German Finance Minister Wolfgang Schaeuble raised the possibility that Greece may need a parallel currency alongside the euro if the country’s talks with creditors fail, people familiar with his views said.
Schaeuble mentioned the idea of parallel currencies at a recent meeting without endorsing it, according to two people who attended and asked not to be identified because the gathering was private. He also cited the example of Montenegro, which uses the euro but isn’t a member of the currency union, one person said.
The comments suggest that some in Germany are preparing for the worst amid a standoff with Greece that has dragged on since February. While Chancellor Angela Merkel and her finance minister say the goal is to keep Greece in the euro, Schaeuble has also said he wouldn’t rule out a Greek exit from the 19-nation currency.
Germany is “ready to take this brinkmanship very far,” with Schaeuble in the role of “attack dog,” Jacob Funk Kirkegaard, senior fellow at the Peterson Institute for International Economics in Washington, said by phone. “The risks of contagion to other euro-area countries from a deterioration in Greece is very low.”

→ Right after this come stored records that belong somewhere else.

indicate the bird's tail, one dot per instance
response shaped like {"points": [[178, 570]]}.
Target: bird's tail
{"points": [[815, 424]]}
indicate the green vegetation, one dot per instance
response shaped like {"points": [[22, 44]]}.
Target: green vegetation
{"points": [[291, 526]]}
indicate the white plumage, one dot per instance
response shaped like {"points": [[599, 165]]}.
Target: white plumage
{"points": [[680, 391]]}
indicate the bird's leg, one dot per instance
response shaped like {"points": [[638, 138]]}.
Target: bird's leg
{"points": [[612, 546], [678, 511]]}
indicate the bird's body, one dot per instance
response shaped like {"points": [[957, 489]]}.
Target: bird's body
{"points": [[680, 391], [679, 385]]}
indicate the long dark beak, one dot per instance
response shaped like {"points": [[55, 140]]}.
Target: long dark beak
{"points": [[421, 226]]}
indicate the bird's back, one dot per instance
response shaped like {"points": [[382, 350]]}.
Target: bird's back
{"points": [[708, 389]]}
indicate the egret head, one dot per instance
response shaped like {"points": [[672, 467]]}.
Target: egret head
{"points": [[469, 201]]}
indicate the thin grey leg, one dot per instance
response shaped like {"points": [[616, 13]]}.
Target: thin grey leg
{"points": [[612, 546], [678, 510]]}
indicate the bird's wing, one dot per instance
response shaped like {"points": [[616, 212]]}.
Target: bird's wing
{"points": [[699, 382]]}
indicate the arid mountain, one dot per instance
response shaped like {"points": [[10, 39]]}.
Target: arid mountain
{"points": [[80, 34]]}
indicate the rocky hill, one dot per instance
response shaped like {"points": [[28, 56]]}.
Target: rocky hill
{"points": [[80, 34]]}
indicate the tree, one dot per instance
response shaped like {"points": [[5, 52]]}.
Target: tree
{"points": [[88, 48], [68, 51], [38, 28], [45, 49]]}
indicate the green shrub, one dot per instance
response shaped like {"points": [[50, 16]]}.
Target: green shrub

The German Finance Ministry on Friday called the account of Schaeuble’s remarks “inaccurate” in a Twitter post, saying “this sort of scenarios is not up for debate.”
When asked Thursday to comment on Schaeuble’s position on a parallel currency, the Finance Ministry cited his interview with Les Echos this week where he said that “we take note of the discussion but we are not commenting on it.”
Merkel said Friday that greater efforts are needed to unlock bailout funds for Greece after negotiations with Prime Minister Alexis Tsipras at a European Union summit in Latvia failed to produce signs of a breakthrough.
“We’re in this game of chicken,” Kirkegaard said. “The problem is that Alexis Tsipras is riding a scooter and Wolfgang Schaeuble is driving an armored BMW.”
Economists and analysts say introducing a parallel currency, such as IOUs, might be part of a scenario that develops if the deadlock on Greece’s financing persists and the country defaults. German officials are “taking just about everything into consideration,” Schaeuble said in a Bloomberg interview in April.
Goldman Sachs International analysts in a note in February cited currency arrangements in Cyprus, Montenegro and Kosovo as possible scenarios for “hybrid situations that could emerge in Greece.” One case could be IOUs to cover domestic spending, which would circulate alongside the euro, according to the Goldman Sachs economists including Huw Pill.
Former Deutsche Bank chief economist Thomas Mayer said he suggested a parallel currency for Greece during talks with Tsipras and Finance Minister Yanis Varoufakis in April, Frankfurter Allgemeine Zeitung reported. Greece isn’t considering a parallel currency, Greek government spokesman Gabriel Sakellaridis said in Athens on May 11.
“Greece’s economy isn’t competitive on the basis of the euro so it would be better for the Greeks to introduce a parallel currency,” Anton Boerner, head of the German BGA export-industry association, said in an interview. “It would be a way to avoid a chaotic collapse.”